Momper-Mitarbeiter kein Stasi-Agent

Überprüfung der Stasi-Akten ergibt, daß die Vorwürfe gegen Ralf Hirsch haltlos sind / Rechtliche Schritte gegen 'Bild am Sonntag‘ / Walter Momper verlangt öffentliche Entschuldigung des Blattes /  ■  Von CC Malzahn

Berlin (taz) - Die von der Zeitung 'Bild am Sonntag‘ gegen den Momper-Mitarbeiter Ralf Hirsch erhobenen Vorwürfe, er sei unter anderem bezahlter Agent des Ministeriums für Staatssicherheit (MfS) gewesen, sind gestern wie ein Kartenhaus zusammengebrochen. Denn in der zentralen Personenkartei des ehemaligen Stasi-Ministeriums gibt es keine Hinweise auf eine Spitzeltätigkeit des 1988 aus der DDR abgeschobenen Bürgerrechtlers Ralf Hirsch.

Nach Überprüfung der Dokumente könne mit Sicherheit ausgeschlossen werden, daß Hirsch „jemals offizieller oder inoffizieller Mitarbeiter des ehemaligen MfS gewesen ist“. Dies wurde gestern nach einer Einsichtnahme in die Akten in einem Protokoll erklärt. Daran waren neben Hirsch und seinem Anwalt Peter Danckert der Ostberliner Oberkonsistorialrat Ulrich Schröter und Staatsanwalt Hans Peter Hofmann beteiligt.

Hirsch ist seit Dezember vergangenen Jahres als Berater im persönlichen Büro des Regierenden Bürgermeisters Walter Momper tätig. Der ehemalige DDR-Bürger war in den 80er Jahren einer der führenden Köpfe der DDR-Opposition. 1988 wurde er zusammen mit Bärbel Bohley und anderen nach einer Demonstration verhaftet und gegen seinen Willen in den Westen gebracht.

In der zentralen Personenkartei des ehemaligen MfS existieren nach den Angaben des Anwalts von Ralf Hirsch, Peter Danckert, eine Personenkartei und drei sogenannte Vorgangskarten über Hirsch. Darüber hinaus wurden zwölf Aktenbände und vier Bände mit Beweismitteln aus den Jahren 1982 bis 1990 vorgelegt. Danckert meinte weiter, es sei „völlig ausgeschlossen“, daß weitere Dokumente auftauchen könnten, die die Vorwürfe gegen seinen Mandanten bekräftigen würden.

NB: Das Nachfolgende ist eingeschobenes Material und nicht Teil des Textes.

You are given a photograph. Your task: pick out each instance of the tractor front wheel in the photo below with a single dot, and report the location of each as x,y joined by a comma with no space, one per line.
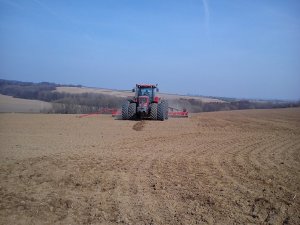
153,111
132,111
161,111
125,107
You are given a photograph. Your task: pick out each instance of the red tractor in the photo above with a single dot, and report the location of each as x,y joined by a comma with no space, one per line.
145,104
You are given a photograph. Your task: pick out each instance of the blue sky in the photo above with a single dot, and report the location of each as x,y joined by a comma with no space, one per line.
234,48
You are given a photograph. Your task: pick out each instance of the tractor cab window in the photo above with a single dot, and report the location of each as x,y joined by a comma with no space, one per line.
146,92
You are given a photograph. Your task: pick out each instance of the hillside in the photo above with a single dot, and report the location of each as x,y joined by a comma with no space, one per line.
11,104
119,93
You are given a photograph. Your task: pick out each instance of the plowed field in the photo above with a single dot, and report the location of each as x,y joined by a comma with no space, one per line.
238,167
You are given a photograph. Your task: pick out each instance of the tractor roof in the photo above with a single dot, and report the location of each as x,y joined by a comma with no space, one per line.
146,85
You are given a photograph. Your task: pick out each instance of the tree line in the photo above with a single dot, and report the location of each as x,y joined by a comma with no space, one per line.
92,102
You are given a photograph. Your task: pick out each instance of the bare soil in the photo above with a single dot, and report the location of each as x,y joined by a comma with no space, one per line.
238,167
11,104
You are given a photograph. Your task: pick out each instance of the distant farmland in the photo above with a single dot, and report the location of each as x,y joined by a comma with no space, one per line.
11,104
119,93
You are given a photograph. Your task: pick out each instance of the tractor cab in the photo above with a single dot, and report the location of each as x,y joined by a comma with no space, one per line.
145,104
144,92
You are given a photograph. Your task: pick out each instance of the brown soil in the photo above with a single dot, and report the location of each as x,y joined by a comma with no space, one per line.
11,104
240,167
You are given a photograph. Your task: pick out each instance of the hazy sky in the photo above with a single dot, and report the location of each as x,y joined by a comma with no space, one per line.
233,48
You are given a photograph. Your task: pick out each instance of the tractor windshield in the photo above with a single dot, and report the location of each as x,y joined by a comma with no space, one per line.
146,92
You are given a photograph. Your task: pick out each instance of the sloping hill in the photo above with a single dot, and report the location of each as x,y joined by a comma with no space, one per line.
11,104
119,93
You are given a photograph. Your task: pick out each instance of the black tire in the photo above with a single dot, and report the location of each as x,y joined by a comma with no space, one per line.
153,111
125,107
161,111
132,111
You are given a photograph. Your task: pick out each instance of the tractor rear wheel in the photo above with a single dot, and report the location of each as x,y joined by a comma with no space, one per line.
132,111
125,107
161,111
153,111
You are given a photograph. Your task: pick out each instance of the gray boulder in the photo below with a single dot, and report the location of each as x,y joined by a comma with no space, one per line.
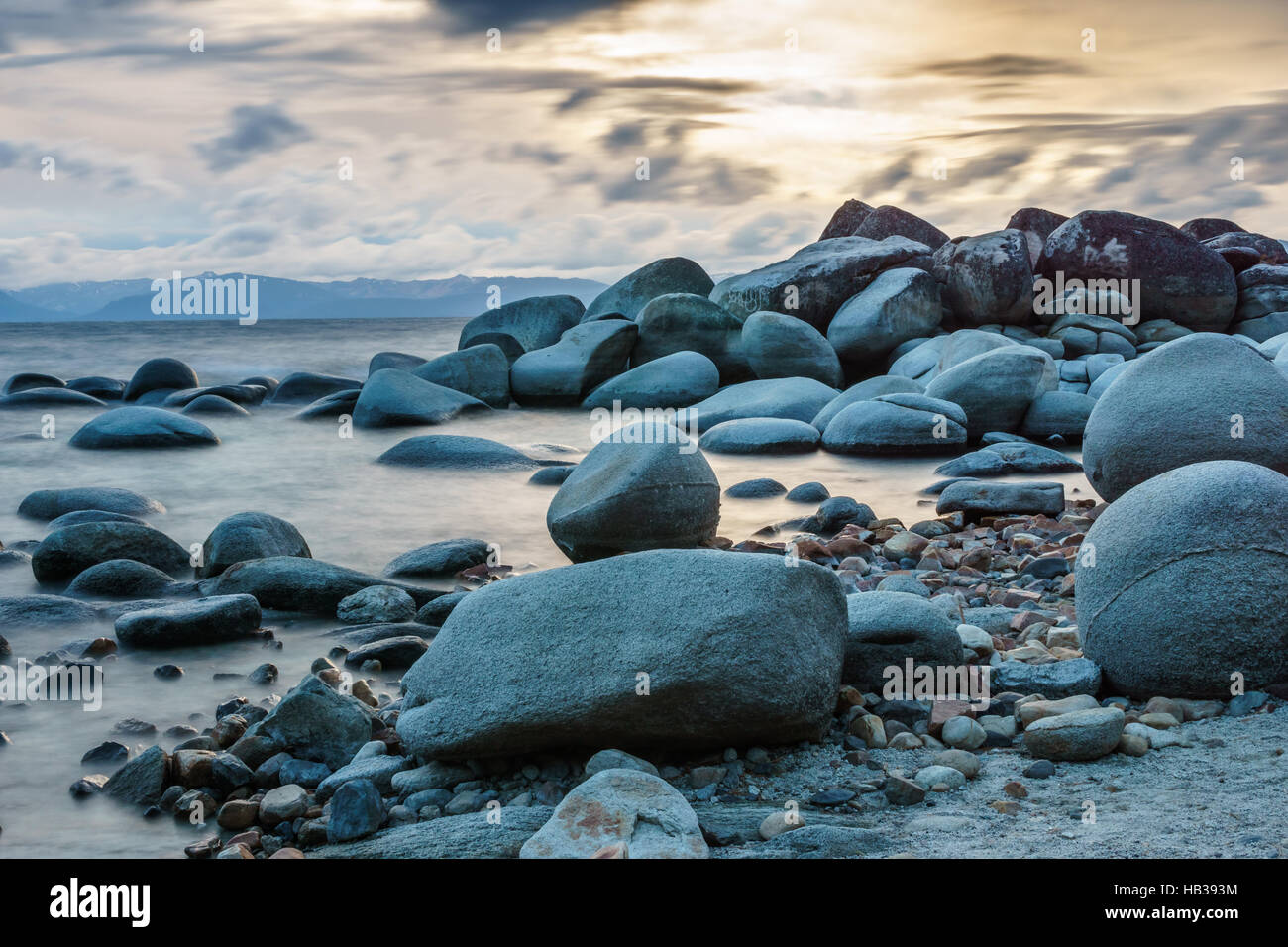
294,583
979,499
897,424
778,346
645,487
524,325
700,648
674,380
630,294
760,436
245,536
988,279
65,553
439,560
481,371
142,427
584,359
1181,589
1181,278
619,806
160,373
458,453
901,304
887,629
393,397
864,390
797,398
201,621
812,282
50,504
1202,397
688,322
995,388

Nachdem nun die Unschuld bewiesen sei, werde man sich mit der 'Bild am Sonntag‘ in Verbindung setzen, um zu klären, „wie die sich die Rehabilitation von Ralf Hirsch vorstellen“. Rechtsanwalt Danckert kündigte zugleich weitere juristische Schritte gegen das Blatt an. Walter Momper forderte das Springer-Blatt auf, sich öffentlich bei Hirsch zu entschuldigen. Er werde den Presserat auffordern, die Veröffentlichung der Zeitung zu verurteilen. Er nehme zwar an, daß man mit dem Artikel „andere treffen wollte“. Trotzdem sei er fassungslos darüber, daß ausgerechnet Ralf Hirsch, der über vierzigmal in Stasi-Haft gesessen habe, das Opfer einer solcher Kampagne werden konnte.

Hirsch erklärte, daß er im Jahre 1980 lediglich eine Verpflichtungserklärung für die Kriminalpolizei unterschrieben habe. Die Polizei habe ihm vorgeworfen, an einem Einbruch beteiligt gewesen zu sein. „Ich mußte mich verpflichten, an der Aufklärung des Falles mitzuwirken, um meine Unschuld zu beweisen“, erklärte Hirsch der taz. Er habe den Eindruck gehabt, daß dies nur ein Vorwand gewesen sei, um ihn anzuwerben. Im März 1981 habe man versucht, ihn als Spitzel auf Kirchenkreise anzusetzen. Daß er das abgelehnt habe, gehe aus den Akten eindeutig hervor.

Zur taz meinte Hirsch, daß er nun erst mal mit seinem unbekannten Berliner Namensvetter ein Bier trinken wolle: Ein im Telefonbuch verzeichneter „Ralf Hirsch“ wurde in den vergangenen Tagen nämlich Tag und Nacht von der Journaille belästigt. Der „echte“ Hirsch steht nicht im Verzeichnis.